今年5月から始まった「学校給食における食物アレルギー対応に関する調査研究協力者会議」(座長:福岡女学院看護大学・西間三馨学長/以下:アレルギー調査研究協力者会議)の中間まとめが、文部科学省から発表された。これにより、再発防止に向けた具体的取り組みとして、「学校のアレルギー疾患に対する取り組みガイドライン」が十分に活用しきれていない現状を踏まえ、このガイドラインについて全ての教職員への理解を促進するためのわかりやすい資料の作成、さらには新しい医学的知見などを取り入れたガイドラインそのものの改訂が必要とされた。
個々の責任ではなく 組織として対応を
中間まとめは、7月29日に行われた「学校給食における食物アレルギー対応に関する調査研究協力者会議」で討議されたもの。今後の食物アレルギー対応における基本的考え方としては、
●食物アレルギーの児童生徒が他の児童生徒と同じように給食を楽しめることを目指すことが重要であり、各学校、各調理場の能力や環境に応じて食物アレルギーの児童生徒の視点に立ったアレルギー対応給食を提供することを目指す
●東京・調布市のアナフィラキシーショックによる児童の死亡事故を契機に各学校現場での食物アレルギー対応がより前進するよう議論を進めていく
●医学的根拠に基づかない必要以上の対応や複雑な対応は、危機管理上望ましくないことを認識し、適切な対応を促すことが重要
●個々の教職員の責任を求めるのではなく、組織として対応していくことが重要
の4つの観点が盛り込まれた。
再発防止に向けた具体的取り組みとしては、まず「学校のアレルギー疾患に対する取り組みガイドライン」の活用の徹底が重要となる。また、ガイドラインに基づいた個々の学校の状況に見合ったマニュアル作りの促進、全ての教職員への理解を促進するために分かりやすくまとめた資料の作成、現行のガイドラインの作成から5年以上が経過しているため、新しい医学的知見などを加えた改訂版の作成を次年度行う方向だ。
対応の判断は管理職
また、校長等管理職の他、一般教員、栄養教諭、養護教諭、調理員など職種に応じた研修が重要事項であることも中間まとめの議論となった。特に、食物アレルギー対応を学校として判断する校長等管理職の研修は重要。その際、専門家による研修が望まれるが、地域によっては専門家が不足しているという指摘もある。

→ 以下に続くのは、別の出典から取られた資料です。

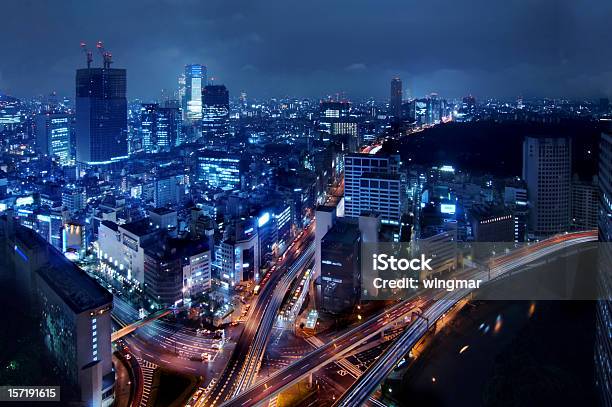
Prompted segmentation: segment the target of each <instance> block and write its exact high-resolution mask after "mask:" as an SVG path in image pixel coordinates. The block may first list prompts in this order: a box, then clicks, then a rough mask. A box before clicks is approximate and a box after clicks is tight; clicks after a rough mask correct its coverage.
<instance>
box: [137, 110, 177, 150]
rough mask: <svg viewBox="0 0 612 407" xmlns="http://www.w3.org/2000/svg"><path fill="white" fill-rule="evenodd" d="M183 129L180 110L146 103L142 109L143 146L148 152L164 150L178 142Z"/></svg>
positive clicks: (140, 123)
mask: <svg viewBox="0 0 612 407" xmlns="http://www.w3.org/2000/svg"><path fill="white" fill-rule="evenodd" d="M180 130H181V123H180V111H179V109H178V108H176V107H161V106H159V104H157V103H146V104H143V105H142V108H141V110H140V132H141V135H142V148H143V149H144V150H145V151H146V152H157V151H164V150H167V149H169V148H170V147H172V146H174V145H176V144H177V142H178V140H179V133H180Z"/></svg>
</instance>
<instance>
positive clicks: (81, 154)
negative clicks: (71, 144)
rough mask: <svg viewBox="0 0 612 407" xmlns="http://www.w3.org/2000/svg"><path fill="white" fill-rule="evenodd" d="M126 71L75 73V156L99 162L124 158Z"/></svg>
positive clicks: (123, 69)
mask: <svg viewBox="0 0 612 407" xmlns="http://www.w3.org/2000/svg"><path fill="white" fill-rule="evenodd" d="M127 154H128V145H127V99H126V71H125V69H116V68H110V67H105V68H84V69H78V70H77V73H76V159H77V162H79V163H83V164H92V165H93V164H103V163H108V162H111V161H113V160H117V159H120V158H124V157H127Z"/></svg>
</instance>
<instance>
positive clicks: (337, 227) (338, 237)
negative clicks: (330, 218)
mask: <svg viewBox="0 0 612 407" xmlns="http://www.w3.org/2000/svg"><path fill="white" fill-rule="evenodd" d="M360 237H361V233H360V232H359V226H358V225H357V224H356V223H354V222H348V221H346V220H344V219H343V220H338V221H337V222H336V224H335V225H334V226H333V227H332V228H331V229H330V230H329V231H328V232H327V233H326V234H325V236H324V237H323V240H322V242H336V243H343V244H354V243H355V242H357V241H358V240H359V238H360Z"/></svg>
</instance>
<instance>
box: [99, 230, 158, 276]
mask: <svg viewBox="0 0 612 407" xmlns="http://www.w3.org/2000/svg"><path fill="white" fill-rule="evenodd" d="M162 231H163V230H162V229H160V228H158V227H157V226H156V225H154V224H153V222H151V220H150V219H149V218H144V219H141V220H137V221H135V222H130V223H125V224H123V225H118V224H117V223H115V222H113V221H110V220H103V221H102V222H101V223H100V226H99V227H98V258H99V259H100V260H101V262H102V265H103V267H104V268H107V269H108V270H110V271H112V272H114V273H118V274H119V275H120V276H121V278H122V279H123V278H124V279H127V280H131V281H132V282H135V283H138V284H144V281H145V280H144V248H145V247H146V246H148V245H150V244H152V243H154V242H155V241H156V240H157V239H159V236H160V235H161V232H162Z"/></svg>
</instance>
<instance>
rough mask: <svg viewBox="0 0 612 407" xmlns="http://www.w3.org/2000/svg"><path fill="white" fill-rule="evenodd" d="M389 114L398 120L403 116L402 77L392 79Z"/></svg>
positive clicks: (395, 118)
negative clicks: (402, 99) (402, 105)
mask: <svg viewBox="0 0 612 407" xmlns="http://www.w3.org/2000/svg"><path fill="white" fill-rule="evenodd" d="M389 115H390V116H392V117H393V118H395V119H396V120H400V119H401V118H402V80H401V79H400V78H393V79H391V95H390V98H389Z"/></svg>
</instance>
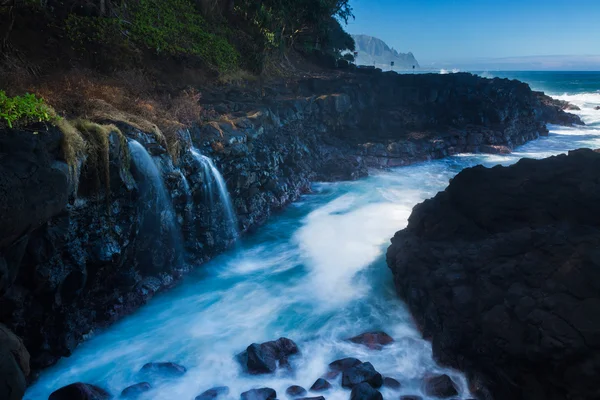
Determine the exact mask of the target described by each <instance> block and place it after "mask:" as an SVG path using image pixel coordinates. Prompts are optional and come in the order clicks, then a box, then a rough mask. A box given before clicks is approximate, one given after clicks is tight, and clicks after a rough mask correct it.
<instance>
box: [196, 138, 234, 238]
mask: <svg viewBox="0 0 600 400" xmlns="http://www.w3.org/2000/svg"><path fill="white" fill-rule="evenodd" d="M191 152H192V155H193V156H194V158H195V159H196V160H197V161H198V163H199V164H200V166H201V167H202V172H203V174H204V182H205V190H206V194H207V197H208V200H209V202H210V205H211V207H212V206H213V205H214V194H215V190H214V189H215V187H214V185H216V192H217V194H218V197H219V202H220V204H221V206H222V207H223V214H224V216H225V223H226V225H227V227H228V230H229V232H231V233H232V234H233V235H234V236H237V234H238V228H237V218H236V216H235V212H234V211H233V204H232V203H231V197H230V196H229V192H228V191H227V185H226V184H225V180H224V179H223V175H221V173H220V172H219V170H218V169H217V167H216V166H215V164H214V163H213V161H212V160H211V159H210V158H209V157H206V156H205V155H202V154H201V153H200V152H199V151H198V150H197V149H195V148H193V147H192V149H191Z"/></svg>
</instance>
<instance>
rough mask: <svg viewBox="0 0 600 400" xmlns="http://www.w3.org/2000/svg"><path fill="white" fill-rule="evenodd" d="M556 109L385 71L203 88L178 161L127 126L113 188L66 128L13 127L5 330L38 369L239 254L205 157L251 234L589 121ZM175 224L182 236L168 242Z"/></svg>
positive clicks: (110, 137)
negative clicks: (436, 161) (231, 256)
mask: <svg viewBox="0 0 600 400" xmlns="http://www.w3.org/2000/svg"><path fill="white" fill-rule="evenodd" d="M544 99H547V98H545V97H543V96H542V95H539V94H536V93H533V92H532V91H531V90H530V89H529V87H528V86H527V85H525V84H522V83H519V82H515V81H508V80H499V79H496V80H488V79H483V78H479V77H475V76H472V75H468V74H453V75H444V76H442V75H414V76H412V75H411V76H399V75H397V74H386V73H377V72H376V71H371V72H369V73H364V72H363V73H357V74H347V75H342V76H339V75H337V76H332V77H328V76H325V77H323V78H319V79H317V78H311V79H302V80H298V81H287V82H280V83H271V84H269V85H268V86H266V87H263V88H262V90H261V88H248V89H240V88H237V87H229V88H222V87H220V88H219V87H217V88H205V89H204V90H203V97H202V100H201V101H202V103H203V105H204V107H205V108H206V109H207V110H208V112H210V113H212V114H213V115H214V118H212V120H211V121H208V122H204V123H201V124H198V125H197V126H195V127H193V128H191V129H190V130H189V131H182V132H180V151H179V153H178V157H176V158H175V159H174V158H172V157H171V156H170V155H169V154H168V152H167V150H166V149H165V147H164V145H163V143H162V142H161V141H160V140H157V138H156V137H155V136H154V135H153V134H151V133H145V132H141V131H139V130H137V129H135V128H133V127H131V126H127V125H125V124H122V123H121V124H118V125H119V128H120V130H121V132H122V135H121V134H118V133H117V132H113V133H112V134H111V135H110V137H109V147H108V156H109V157H108V158H109V169H108V176H109V178H110V179H109V185H108V187H103V185H98V174H99V173H100V172H101V173H104V172H103V171H97V170H95V169H93V168H88V167H86V166H85V165H86V164H84V166H83V167H82V168H76V170H78V171H79V172H78V173H77V171H73V169H72V168H71V169H70V168H69V166H68V165H67V164H66V162H65V160H64V156H63V155H62V153H61V151H60V145H61V141H62V140H63V138H62V135H61V134H60V132H59V131H58V130H56V129H54V128H50V129H48V130H46V129H45V128H44V127H43V126H38V127H36V130H37V131H39V134H37V135H33V134H32V133H31V132H28V131H11V130H7V131H2V132H0V153H1V156H0V172H1V174H0V210H1V214H0V238H2V242H1V245H0V296H1V297H0V322H2V323H5V324H6V326H7V327H8V328H9V329H11V330H12V331H13V332H14V333H16V334H17V335H19V336H20V337H22V338H23V341H24V343H25V345H26V347H27V349H28V350H29V352H30V353H31V356H32V358H31V366H32V369H33V370H39V369H40V368H44V367H46V366H48V365H51V364H53V363H54V362H56V360H57V359H58V358H60V357H61V356H65V355H68V354H70V352H71V351H72V350H73V349H74V348H75V347H76V346H77V344H78V343H80V342H81V341H82V340H84V339H85V338H86V337H87V336H88V335H91V334H93V333H94V329H96V328H97V327H102V326H104V325H106V324H110V323H111V322H113V321H115V320H117V319H118V318H120V317H122V316H123V315H126V314H128V313H130V312H132V311H133V310H135V309H137V308H138V307H140V306H141V305H142V304H144V303H145V302H146V301H148V299H149V298H151V297H152V296H153V295H154V294H155V293H156V292H157V291H159V290H162V289H165V288H168V287H170V286H171V285H173V284H174V283H175V282H176V281H177V280H178V279H179V278H180V277H181V276H183V275H184V274H185V273H186V272H188V270H189V268H190V265H191V263H189V262H186V261H190V260H193V261H194V264H195V265H198V264H199V263H201V262H202V261H206V260H208V259H209V258H211V257H212V256H214V255H215V254H217V253H219V252H221V251H222V250H223V249H225V248H226V247H227V246H228V245H230V244H231V240H232V235H231V232H229V230H228V228H227V224H226V219H225V218H224V217H223V215H222V213H219V212H218V210H219V207H211V204H210V201H208V200H207V185H206V183H207V176H206V174H205V173H204V172H203V166H202V165H201V164H200V163H199V161H198V157H197V153H196V152H195V151H192V150H193V148H194V147H195V148H196V149H198V151H200V152H202V153H203V154H206V155H208V156H210V157H212V158H213V159H214V160H215V163H216V165H217V166H218V168H219V169H220V170H221V172H222V174H223V176H224V178H225V181H226V183H227V187H228V189H229V192H230V193H231V198H232V203H233V209H234V211H235V213H236V215H237V220H238V222H239V230H240V232H242V233H243V232H246V231H248V230H251V229H253V228H255V227H257V226H259V225H260V224H262V223H263V222H264V221H266V220H267V218H268V217H269V216H270V214H271V213H272V212H273V211H274V210H276V209H279V208H281V207H284V206H285V205H286V204H288V203H289V202H291V201H294V200H295V199H297V198H298V197H299V196H300V195H301V194H302V193H303V192H305V191H307V190H309V185H310V182H311V181H313V180H316V179H318V180H341V179H356V178H359V177H361V176H365V175H366V174H367V167H387V166H394V165H405V164H409V163H412V162H415V161H421V160H426V159H431V158H439V157H444V156H447V155H449V154H454V153H457V152H464V151H504V150H508V149H510V148H512V147H513V146H516V145H519V144H522V143H524V142H526V141H527V140H531V139H535V138H537V137H538V136H539V135H544V134H546V132H547V130H546V128H545V123H547V122H579V121H578V119H577V118H576V117H574V116H571V115H569V114H565V113H564V112H563V111H562V110H561V109H560V107H557V106H555V105H553V104H550V103H549V102H546V103H544V101H545V100H544ZM128 140H129V141H131V140H136V141H137V142H139V143H140V144H141V146H143V147H141V150H140V147H137V146H136V149H137V150H136V151H142V152H143V153H144V154H145V153H146V152H147V153H148V154H149V156H147V160H146V161H148V160H149V161H148V162H149V163H150V164H152V166H153V167H152V168H154V170H156V174H157V176H155V177H151V176H148V174H149V170H148V168H144V165H143V164H142V161H144V160H140V159H138V158H136V157H132V153H131V142H130V144H129V145H128V143H127V141H128ZM133 156H135V154H133ZM150 172H151V171H150ZM151 178H152V179H151ZM154 178H156V179H158V180H159V181H160V182H161V185H159V186H164V189H163V190H164V191H165V192H166V193H167V197H168V199H166V200H165V201H167V202H168V203H170V204H169V206H170V205H172V207H167V208H169V210H167V209H160V207H156V206H155V205H154V206H153V201H154V200H153V201H148V198H147V197H146V196H147V193H148V192H147V191H148V190H149V189H148V187H150V188H151V189H154V190H155V191H156V190H157V185H156V184H153V179H154ZM162 183H164V185H163V184H162ZM151 194H152V193H151ZM154 194H155V193H154ZM150 198H151V199H156V196H155V195H152V196H150ZM171 208H172V210H170V209H171ZM173 221H174V222H173ZM165 224H166V225H168V226H165ZM173 226H176V229H177V231H178V235H172V236H173V239H171V240H167V239H168V238H169V237H168V236H167V235H165V234H164V233H165V232H171V233H172V228H173ZM177 244H179V246H177Z"/></svg>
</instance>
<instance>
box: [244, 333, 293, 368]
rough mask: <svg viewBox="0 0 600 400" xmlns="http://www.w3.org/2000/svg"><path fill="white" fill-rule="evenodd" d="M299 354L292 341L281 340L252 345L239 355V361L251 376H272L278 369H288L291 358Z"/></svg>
mask: <svg viewBox="0 0 600 400" xmlns="http://www.w3.org/2000/svg"><path fill="white" fill-rule="evenodd" d="M299 352H300V351H299V350H298V346H297V345H296V343H294V342H293V341H292V340H290V339H287V338H279V339H277V340H274V341H271V342H265V343H262V344H256V343H253V344H251V345H250V346H248V348H247V349H246V350H245V351H244V352H242V353H240V354H238V355H237V360H238V361H239V363H240V364H241V365H242V368H243V369H244V371H245V372H247V373H249V374H270V373H273V372H275V371H276V370H277V368H288V367H289V357H291V356H293V355H296V354H298V353H299Z"/></svg>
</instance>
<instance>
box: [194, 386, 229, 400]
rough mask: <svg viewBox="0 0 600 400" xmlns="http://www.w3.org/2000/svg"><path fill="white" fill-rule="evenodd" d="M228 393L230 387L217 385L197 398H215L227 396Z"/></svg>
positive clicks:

同会議では、それを踏まえ専門家が少ない地域においては、DVDや同一資料の使用など、継続的な研修を行うための有効な方法を最終報告へ向けて考えていく。
中間まとめの会議では、教育現場で働く委員や保護者代表から、学校給食のアレルギー対応については、調理場の増改築など「教育長の理解が重要」という声が多数あがった。
同会議は、今後関係団体等からのヒアリングや8月以降に調査される「学校給食における食物アレルギーを有する児童生徒への対応調査」等の結果を参考にしつつさらなる議論が行われ、本年度中に最終報告が取りまとめられる予定だ。